With ever-growing interests in products and services of artificial intelligence (AI), Chinese young people are increasingly using this emerging technology to improve the quality of life, productivity and entertainment experience.
In Shanghai, an "AI canteen" is bustling with diners at meal time, while its kitchen has no cook. Its intelligent cooking system and robotic arms do the work of frying, baking, steaming, or boiling raw ingredients delivered from a central kitchen according to customers' orders. Robotic arms then pack the dishes and adjust the temperature for dine-in or takeaway.
With over 1,000 dishes of Chinese cuisines available, the "robot chefs" occupy smaller space and have unified operating standards, greatly helping the canteen reduce cost and increase service efficiency. The stable food taste and relatively low prices have made the restaurant popular among nearby residents and office workers.
"We have added a 'brain' [to the canteen], which plays the function of big data computation. For example, we can analyze the dining orders given by diners from a block in this canteen and accurately calculate what the elderly people or white-collar workers in this block prefer, like how much oil, salt and sugar are used in cooking," said Kong Zhai, vice president of an e-commerce company in Shanghai.
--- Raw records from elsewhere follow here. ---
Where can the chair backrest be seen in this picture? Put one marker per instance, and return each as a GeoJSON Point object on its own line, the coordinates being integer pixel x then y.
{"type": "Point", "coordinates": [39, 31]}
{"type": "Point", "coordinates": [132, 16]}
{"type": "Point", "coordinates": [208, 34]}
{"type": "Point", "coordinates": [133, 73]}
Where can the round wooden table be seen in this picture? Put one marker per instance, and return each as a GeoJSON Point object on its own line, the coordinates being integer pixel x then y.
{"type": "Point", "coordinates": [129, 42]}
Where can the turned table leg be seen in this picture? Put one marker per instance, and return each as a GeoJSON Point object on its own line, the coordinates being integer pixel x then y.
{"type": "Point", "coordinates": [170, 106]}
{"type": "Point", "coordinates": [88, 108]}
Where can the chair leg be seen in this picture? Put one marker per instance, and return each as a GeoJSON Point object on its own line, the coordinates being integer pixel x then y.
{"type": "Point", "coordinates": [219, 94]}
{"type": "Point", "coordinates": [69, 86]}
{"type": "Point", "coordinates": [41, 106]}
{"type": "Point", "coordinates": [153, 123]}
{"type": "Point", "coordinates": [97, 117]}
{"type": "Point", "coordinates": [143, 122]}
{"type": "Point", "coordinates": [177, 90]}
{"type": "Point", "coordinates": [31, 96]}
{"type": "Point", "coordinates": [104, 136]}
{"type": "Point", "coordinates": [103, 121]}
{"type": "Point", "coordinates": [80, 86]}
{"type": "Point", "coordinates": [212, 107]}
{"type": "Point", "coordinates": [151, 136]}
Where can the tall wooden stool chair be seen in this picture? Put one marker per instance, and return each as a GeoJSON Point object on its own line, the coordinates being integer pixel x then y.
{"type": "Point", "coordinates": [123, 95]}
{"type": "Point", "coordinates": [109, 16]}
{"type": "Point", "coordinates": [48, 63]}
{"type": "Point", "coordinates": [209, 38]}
Young people are also keen on using AI to improve their work efficiency. Since she started using AI two or three years ago, Du Ying as a programmer has been as if her "fast forward button" were pressed at. Now she can generate 3D digital people in tens of seconds, finish PPT in one minute, and make a static website in five minutes. She also uses AI to write basic code, make work plans and itineraries, and practices oral English with AI.
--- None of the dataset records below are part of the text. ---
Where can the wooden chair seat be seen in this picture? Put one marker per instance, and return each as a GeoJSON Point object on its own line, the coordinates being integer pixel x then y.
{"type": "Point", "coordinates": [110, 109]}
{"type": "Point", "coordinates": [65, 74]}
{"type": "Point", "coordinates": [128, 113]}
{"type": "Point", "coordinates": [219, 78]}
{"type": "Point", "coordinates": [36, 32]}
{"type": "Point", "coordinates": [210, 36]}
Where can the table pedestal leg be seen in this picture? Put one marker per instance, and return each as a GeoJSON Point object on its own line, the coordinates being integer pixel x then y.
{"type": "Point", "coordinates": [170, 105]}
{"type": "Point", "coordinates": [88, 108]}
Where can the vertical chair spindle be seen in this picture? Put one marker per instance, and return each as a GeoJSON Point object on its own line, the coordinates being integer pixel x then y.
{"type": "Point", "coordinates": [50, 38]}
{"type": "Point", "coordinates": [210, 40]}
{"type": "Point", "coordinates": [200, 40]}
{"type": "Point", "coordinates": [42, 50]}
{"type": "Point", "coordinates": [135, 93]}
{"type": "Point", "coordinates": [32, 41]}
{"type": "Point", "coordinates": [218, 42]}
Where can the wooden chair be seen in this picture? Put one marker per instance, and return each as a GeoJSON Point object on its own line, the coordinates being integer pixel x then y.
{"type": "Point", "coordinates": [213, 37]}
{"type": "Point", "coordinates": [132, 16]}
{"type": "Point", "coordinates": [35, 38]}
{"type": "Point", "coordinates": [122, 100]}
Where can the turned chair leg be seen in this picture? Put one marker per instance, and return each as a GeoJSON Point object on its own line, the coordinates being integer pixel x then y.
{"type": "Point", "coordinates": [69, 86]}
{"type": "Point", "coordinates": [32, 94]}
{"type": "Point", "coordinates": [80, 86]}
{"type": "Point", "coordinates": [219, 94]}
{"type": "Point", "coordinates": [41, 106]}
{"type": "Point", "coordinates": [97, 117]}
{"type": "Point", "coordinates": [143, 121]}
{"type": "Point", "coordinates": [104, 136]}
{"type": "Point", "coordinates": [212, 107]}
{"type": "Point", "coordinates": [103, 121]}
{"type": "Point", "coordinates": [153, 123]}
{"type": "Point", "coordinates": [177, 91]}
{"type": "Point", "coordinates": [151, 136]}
"AI can turn texts into graphs in just 30 seconds. Let me show you and demonstrate. Once I type the text directly into it, magically, different kinds of charts will quickly come out in 30 seconds. It may take me several hours to draw just one of these diagrams, which may not be as good as the one generated by AI," Du said.
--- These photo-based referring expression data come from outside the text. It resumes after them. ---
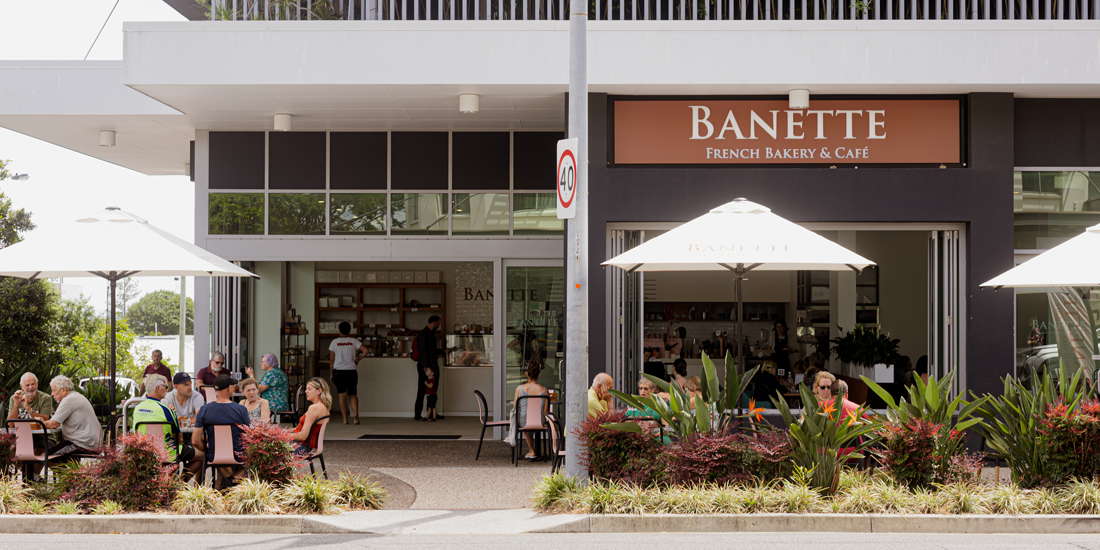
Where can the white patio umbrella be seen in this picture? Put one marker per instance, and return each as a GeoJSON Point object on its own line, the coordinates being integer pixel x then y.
{"type": "Point", "coordinates": [1073, 263]}
{"type": "Point", "coordinates": [111, 244]}
{"type": "Point", "coordinates": [739, 237]}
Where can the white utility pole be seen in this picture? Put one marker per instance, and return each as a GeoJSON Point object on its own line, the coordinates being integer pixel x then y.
{"type": "Point", "coordinates": [576, 241]}
{"type": "Point", "coordinates": [183, 320]}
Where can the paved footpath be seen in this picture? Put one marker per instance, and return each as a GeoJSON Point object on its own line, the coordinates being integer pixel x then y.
{"type": "Point", "coordinates": [767, 540]}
Data from Chinese e-commerce platform Tmall show that the main force of smart AI consumption is people aged 25 to 40. In the past few years, AI has been changing Chinese people's life at home. The size of China's smart furniture market has maintained double-digit growth for five consecutive years, and is expected to exceed 830 billion yuan, or 113.3 billion U.S. dollars, in 2025.
"It [AI] will continue to expand domestic demand and stimulate new areas of consumption growth, so as to drive overall consumption upgrades. It will foster a new mode of digital economic development that is powered by AI applications in different scenarios, and promote the coordinated development of digital industries and the digital transformation of traditional industries, creating more job opportunities and greater value," said Wang Luyao, associate professor at the School of Economics and Management of the Communication University of China.